Professor Rosen backed the van out onto the road. “The storm was on the news all week. People were buying up the whole grocery store. The turkeys were all gone. No potatoes even. Guess people thought the whole system would shut down.”

They coasted down the hill toward town. Snow was every
where. The entire campus had been transformed into a winter wonderland.

“Just look at it all!” Tom marveled, as if he'd never seen snow before. He turned his head to admire Shipley's profile against the white snowbanks outside the window. Then he glanced down at the baby. Its eyes were dark brown and its skin was the color of maple syrup. It was holding Shipley's finger.

“I can't wait for Christmas,” Shipley murmured. Beetle's skin had reminded her of Hawaii.

“Me too,” Professor Rosen agreed. “We're going to Sedona.”

“I'm going to stay in my pj's till New Year's,” Tom yawned.

Nick spoke up from the way back. “I'm going to Eliza's house.”

“I can't wait for donuts,” Eliza chimed in. She stuck her hand down the back of Nick's pants and kept it there. “Hey, is anyone else having major déjà vu?” She stared out at the snow for a while, then turned around and stuck her tongue out at Nick. He looked so much better without his hat, and his skin was beginning to calm down.

Nick pushed her bangs up off her forehead to see what she would look like without them. “Whoa,” he said, and let the bangs drop. “Maybe you should start wearing hats.” He kissed the tip of her nose. “I could knit one for you.”

“Oh God.” Eliza grimaced. “Please, someone just shoot us now and put us out of our misery.”

Shipley undid her seat belt and crawled over Beetle's car seat to sit in Tom's lap.

“Oi!” Professor Rosen called out.

Nick and Eliza were all over each other now, the moist sucking sounds of their kisses muffled by the smack of the tires on the wet road. Tom put his arms around Shipley and pulled her in close. Through the very back window of the car she could see
the blue light of Dexter's chapel spire, shining significantly on top of the hill, like a beacon. It was hard to believe it could ever go out.

Behind them, the road was a black river cutting across a glistening white field fringed with dark trees. A curl of smoke rose up from the chimney of a nearby farmhouse. She imagined Patrick and Adam and Adam's parents sitting around a fire, eating Tragedy's cookies and drinking wine. If Adam went to England, Patrick could drive his car instead of hers. Patrick might even move in with the Gatzes. It might work out for everyone.

She wrapped her arms around Tom's neck and kissed him in a roving, tentative manner, like a person trying to get into a house when they've forgotten the key. She kissed his forehead, his temples, his ears, his neck, his chin.

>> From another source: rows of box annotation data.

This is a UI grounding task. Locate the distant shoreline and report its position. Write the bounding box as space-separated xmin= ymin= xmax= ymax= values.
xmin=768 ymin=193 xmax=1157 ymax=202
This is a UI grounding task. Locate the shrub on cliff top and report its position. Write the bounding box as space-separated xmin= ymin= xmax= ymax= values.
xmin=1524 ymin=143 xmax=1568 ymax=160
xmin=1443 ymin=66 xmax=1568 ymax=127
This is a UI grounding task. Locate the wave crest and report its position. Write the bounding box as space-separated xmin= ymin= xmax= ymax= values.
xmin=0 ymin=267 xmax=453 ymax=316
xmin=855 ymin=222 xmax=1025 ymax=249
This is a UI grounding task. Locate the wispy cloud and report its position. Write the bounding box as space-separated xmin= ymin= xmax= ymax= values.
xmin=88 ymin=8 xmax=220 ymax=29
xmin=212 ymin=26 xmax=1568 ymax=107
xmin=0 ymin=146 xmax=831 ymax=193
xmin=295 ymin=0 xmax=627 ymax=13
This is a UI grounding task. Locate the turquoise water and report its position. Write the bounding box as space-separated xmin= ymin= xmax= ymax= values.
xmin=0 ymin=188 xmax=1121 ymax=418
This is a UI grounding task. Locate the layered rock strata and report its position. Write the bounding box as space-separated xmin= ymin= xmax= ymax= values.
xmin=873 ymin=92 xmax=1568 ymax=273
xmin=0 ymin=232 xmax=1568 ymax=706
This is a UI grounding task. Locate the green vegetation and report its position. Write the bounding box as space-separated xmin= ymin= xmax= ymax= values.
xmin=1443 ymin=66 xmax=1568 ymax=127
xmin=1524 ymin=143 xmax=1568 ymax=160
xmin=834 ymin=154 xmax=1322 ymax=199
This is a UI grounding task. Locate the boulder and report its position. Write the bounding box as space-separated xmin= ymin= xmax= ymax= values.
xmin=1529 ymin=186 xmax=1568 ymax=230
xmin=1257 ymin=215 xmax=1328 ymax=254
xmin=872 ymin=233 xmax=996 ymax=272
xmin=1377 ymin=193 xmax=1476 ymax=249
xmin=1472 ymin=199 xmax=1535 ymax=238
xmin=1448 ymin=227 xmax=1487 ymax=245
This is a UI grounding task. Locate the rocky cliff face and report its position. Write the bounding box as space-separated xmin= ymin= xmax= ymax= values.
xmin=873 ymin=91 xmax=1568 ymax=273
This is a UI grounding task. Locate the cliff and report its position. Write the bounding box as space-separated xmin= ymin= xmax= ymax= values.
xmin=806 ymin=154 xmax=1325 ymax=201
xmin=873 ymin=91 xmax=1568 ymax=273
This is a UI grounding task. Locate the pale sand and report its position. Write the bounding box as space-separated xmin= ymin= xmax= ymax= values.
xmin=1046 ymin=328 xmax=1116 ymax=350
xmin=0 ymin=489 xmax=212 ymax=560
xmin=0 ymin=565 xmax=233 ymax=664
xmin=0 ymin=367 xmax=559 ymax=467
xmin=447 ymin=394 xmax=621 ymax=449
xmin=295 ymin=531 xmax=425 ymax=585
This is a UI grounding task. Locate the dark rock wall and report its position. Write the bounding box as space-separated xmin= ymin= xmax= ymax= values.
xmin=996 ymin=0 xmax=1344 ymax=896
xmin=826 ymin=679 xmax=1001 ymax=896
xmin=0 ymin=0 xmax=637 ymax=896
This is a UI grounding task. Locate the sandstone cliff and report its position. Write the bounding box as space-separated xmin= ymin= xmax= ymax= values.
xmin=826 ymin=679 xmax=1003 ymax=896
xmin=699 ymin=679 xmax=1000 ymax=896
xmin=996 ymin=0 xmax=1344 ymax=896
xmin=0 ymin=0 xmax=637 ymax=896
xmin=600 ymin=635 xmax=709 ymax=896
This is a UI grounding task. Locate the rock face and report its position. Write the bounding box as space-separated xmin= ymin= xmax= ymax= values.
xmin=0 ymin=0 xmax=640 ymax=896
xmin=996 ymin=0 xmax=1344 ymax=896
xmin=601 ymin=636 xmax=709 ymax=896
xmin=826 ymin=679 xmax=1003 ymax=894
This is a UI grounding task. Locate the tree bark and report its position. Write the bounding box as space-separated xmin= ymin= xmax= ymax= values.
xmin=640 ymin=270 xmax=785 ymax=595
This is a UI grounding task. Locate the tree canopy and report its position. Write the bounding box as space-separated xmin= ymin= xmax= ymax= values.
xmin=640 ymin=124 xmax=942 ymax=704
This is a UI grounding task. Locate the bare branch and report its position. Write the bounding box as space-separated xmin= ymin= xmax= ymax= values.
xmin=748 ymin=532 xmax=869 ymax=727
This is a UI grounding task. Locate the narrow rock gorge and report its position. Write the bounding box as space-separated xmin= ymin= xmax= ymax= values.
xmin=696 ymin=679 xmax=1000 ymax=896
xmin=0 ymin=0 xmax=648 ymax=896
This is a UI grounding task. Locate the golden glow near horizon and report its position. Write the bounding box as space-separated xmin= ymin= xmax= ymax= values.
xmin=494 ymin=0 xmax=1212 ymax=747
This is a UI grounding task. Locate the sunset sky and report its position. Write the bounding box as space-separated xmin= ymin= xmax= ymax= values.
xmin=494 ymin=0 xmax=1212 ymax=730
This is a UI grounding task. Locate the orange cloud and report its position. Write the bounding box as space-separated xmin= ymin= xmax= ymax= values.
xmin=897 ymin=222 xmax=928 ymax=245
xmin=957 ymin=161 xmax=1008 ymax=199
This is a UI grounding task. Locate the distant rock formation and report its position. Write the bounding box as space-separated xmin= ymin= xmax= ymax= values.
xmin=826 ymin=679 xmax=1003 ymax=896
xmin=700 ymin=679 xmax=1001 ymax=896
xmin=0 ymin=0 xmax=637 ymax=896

He smelled like Ivory soap and Gillette shaving cream and Colgate toothpaste and Johnson & Johnson's baby shampoo—all the things she was used to. But there were other things she craved, things she didn't even know existed. Once you got a taste for the unexpected, it was hard to settle for anything less.

She paused for a breath. “Did you know they have snow in Hawaii?”

“That's why I went to college,” Tom joked. “To learn shit like that.” He tilted his head back and puckered his lips, eager for more of her.

Shipley slammed his head against the back of the seat and kissed him on the mouth, this time with conviction. Then, without another word, she pulled away and crawled back over Beetle's car seat. The van lurched over a bump and, for a moment, was airborne. One of Nick's Philosophy textbooks dropped out of his bag and slid across the floor beneath Shipley's feet.
An Inquiry Concerning Human Understanding,
she read upside down. Thank
goodness she wasn't in that class.

She refastened her seat belt and gazed out the window. The sky was swollen and ripe. It would snow again, soon. There would be more snow, more kisses, more sex, more gunshots, more fires. This was what she had come for—what they had all come for. This was college.